Obesidade entre pessoas com nanismo é outro risco

O especialista ainda reforça que a obesidade é uma questão importante e comum quando se fala de acondroplasia, tendo em vista que o indivíduo possui uma limitação ortopédica e que, portanto, possui maior dificuldade em fazer atividade física e precisa optar por esportes de menos impacto.  Por ter um gasto energético menor, os acondroplásicos têm uma tendência de acumular mais calorias, logo torna-se essencial um acompanhamento médico multidisciplinar”.

“Como se sabe, segundo especialistas, a obesidade, assim como hipertensão, diabetes, problemas cardíacos e a diminuição da capacidade pulmonar, são considerados fatores de risco que levam pacientes infectados com Covid-19 a um estado grave. Por essa razão a priorização da vacinação de pessoas com doenças raras é um tópico importante”, ressalta.

Doenças respiratórias, neurológicas e cardiovasculares podem ser evitadas com acesso a diagnóstico e tratamento precoce, assim como a uma equipe médica multidisciplinar.  “Graças ao avanço da ciência esse paciente começa a ter mais opções de desenvolvimento, que levam a uma vida mais saudável e com mais qualidade”, finaliza o especialista.
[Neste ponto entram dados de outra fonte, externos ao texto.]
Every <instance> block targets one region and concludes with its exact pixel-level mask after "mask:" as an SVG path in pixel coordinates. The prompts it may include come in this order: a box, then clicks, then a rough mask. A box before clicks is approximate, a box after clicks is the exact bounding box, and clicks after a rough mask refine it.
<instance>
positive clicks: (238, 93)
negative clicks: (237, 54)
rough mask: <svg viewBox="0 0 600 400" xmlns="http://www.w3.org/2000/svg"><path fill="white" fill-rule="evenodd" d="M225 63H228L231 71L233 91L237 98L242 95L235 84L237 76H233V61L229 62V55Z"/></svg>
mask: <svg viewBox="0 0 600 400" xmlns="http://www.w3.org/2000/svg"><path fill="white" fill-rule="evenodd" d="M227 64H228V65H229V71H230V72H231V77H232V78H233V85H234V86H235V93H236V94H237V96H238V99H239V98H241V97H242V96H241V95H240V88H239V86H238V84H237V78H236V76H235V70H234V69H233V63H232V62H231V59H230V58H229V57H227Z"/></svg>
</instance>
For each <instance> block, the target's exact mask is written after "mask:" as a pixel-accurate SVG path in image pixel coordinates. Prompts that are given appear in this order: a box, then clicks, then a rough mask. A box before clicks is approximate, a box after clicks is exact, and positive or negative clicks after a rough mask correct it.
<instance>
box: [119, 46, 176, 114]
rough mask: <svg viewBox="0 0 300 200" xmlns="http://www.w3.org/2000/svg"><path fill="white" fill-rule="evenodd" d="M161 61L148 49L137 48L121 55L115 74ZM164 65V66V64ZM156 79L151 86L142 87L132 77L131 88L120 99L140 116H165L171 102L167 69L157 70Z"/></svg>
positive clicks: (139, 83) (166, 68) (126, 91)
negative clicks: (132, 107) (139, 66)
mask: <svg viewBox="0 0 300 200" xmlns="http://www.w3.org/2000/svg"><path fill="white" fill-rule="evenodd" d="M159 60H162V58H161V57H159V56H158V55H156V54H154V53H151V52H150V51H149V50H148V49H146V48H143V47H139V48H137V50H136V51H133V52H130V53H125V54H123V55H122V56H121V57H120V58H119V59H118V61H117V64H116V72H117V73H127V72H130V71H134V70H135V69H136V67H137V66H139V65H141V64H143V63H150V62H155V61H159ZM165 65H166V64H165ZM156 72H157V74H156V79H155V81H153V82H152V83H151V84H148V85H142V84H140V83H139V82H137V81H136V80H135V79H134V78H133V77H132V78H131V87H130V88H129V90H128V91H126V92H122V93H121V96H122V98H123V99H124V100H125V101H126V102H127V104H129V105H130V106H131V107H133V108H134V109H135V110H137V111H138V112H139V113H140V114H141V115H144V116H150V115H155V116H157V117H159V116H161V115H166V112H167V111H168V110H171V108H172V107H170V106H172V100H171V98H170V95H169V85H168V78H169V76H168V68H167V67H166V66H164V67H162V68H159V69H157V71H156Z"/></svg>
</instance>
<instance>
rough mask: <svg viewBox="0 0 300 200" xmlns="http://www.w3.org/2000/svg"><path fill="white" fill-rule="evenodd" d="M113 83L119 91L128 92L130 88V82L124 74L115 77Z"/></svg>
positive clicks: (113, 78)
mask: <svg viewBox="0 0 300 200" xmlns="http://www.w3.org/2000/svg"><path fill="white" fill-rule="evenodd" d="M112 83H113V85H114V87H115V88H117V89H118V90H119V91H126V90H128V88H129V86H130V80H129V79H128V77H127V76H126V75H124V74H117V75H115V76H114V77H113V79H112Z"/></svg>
Maior risco de se contaminar pela Covid-19

Diferente do nanismo pituitário, em que o indivíduo apresenta uma estatura 20% menor do que média da população – ocasionado por distúrbios metabólicos e hormonais – e ainda assim existe proporcionalidade no crescimento dos ossos e órgãos, os acondroplásicos enfrentam, por toda a vida, inúmeras complicações que vão além dos sintomas físicos mais perceptíveis.
Os indivíduos com acondroplasia lidam com a desproporcionalidade de ossos e órgãos, o que leva a mais sintomas e possíveis complicações de saúde, como ponte nasal achatada que pode gerar apneia de sono obstrutiva; compressão da medula espinal; articulações hipersensíveis; frequentes infecções de ouvido que podem levar à perda auditiva; estreitamento dos ossos do tórax e crânio frente ao tamanho dos órgãos e propensão à obesidade.
Devido à alteração genética, esses pacientes podem apresentar diminuição na caixa torácica, prejudicando o funcionamento do pulmão e, portanto, transformando estes pacientes em um grupo de risco para a infecção da Covid-19, uma doença complexa que nos casos mais graves acomete principalmente as funções pulmonares devido a uma inflamação causada no local.
“Em casos de doenças que acometem o sistema respiratório, como o coronavírus, é importante tomar um maior cuidado e reforçar o acompanhamento médico, uma vez que alguns desses pacientes possuem o tórax mais estreito, o que pode agravar o impacto do vírus nos pulmões”, afirma o médico geneticista Wagner Baratela.

Mapeamento genético pode mudar vida da pessoa com nanismo

Descobrir o tipo certo de cada paciente é um passo enorme para um tratamento adequado e personalizado. Mas isso é um desafio no Brasil porque é preciso um mapeamento genético, que é um exame caro e complexo. Wagner Baratela explica que o teste genético analisa o genoma humano como um todo, sem focar em um gene específico e identifica no DNA alguma alteração.

“Utilizamos esse tipo de teste para chegar a um diagnóstico específico. Muitas vezes, nos casos de nanismo, a gente não consegue ter certeza absoluta do tipo só vendo radiografias ou a criança. O diagnóstico definitivo nos permite identificar problemas que a criança vai ter e os tratamentos de que precisará. A família já se planeja e se prepara”, disse ele, durante palestra no 4º Encontro Nacional Somos Todos Gigantes, realizado pelo Instituto Nacional de Nanismo (INN) em 2021.

O teste pode ser feito ainda na gestação coletando material da placenta, por exemplo. Muitos laboratórios fazem o mapeamento genético, mas o problema é o custo. Esse tipo de teste pode chegar a R$ 10 mil e atualmente não está disponível no SUS. É aí que entra a importância da universalização desse tipo de diagnóstico.

“A maior parte da nossa população não tem acesso ao teste. A gente luta muito para que essa tecnologia seja incorporada ao SUS. Se a gente pensar, são doenças raras, portanto, não será oferecido para todo mundo. Sabendo usar essa tecnologia de forma racional, dá pra fazer. Não é um custo alto pro poder público. De maneira geral, a gente tem displasia esquelética em 3 a cada 10 mil nascidos”, argumentou o geneticista.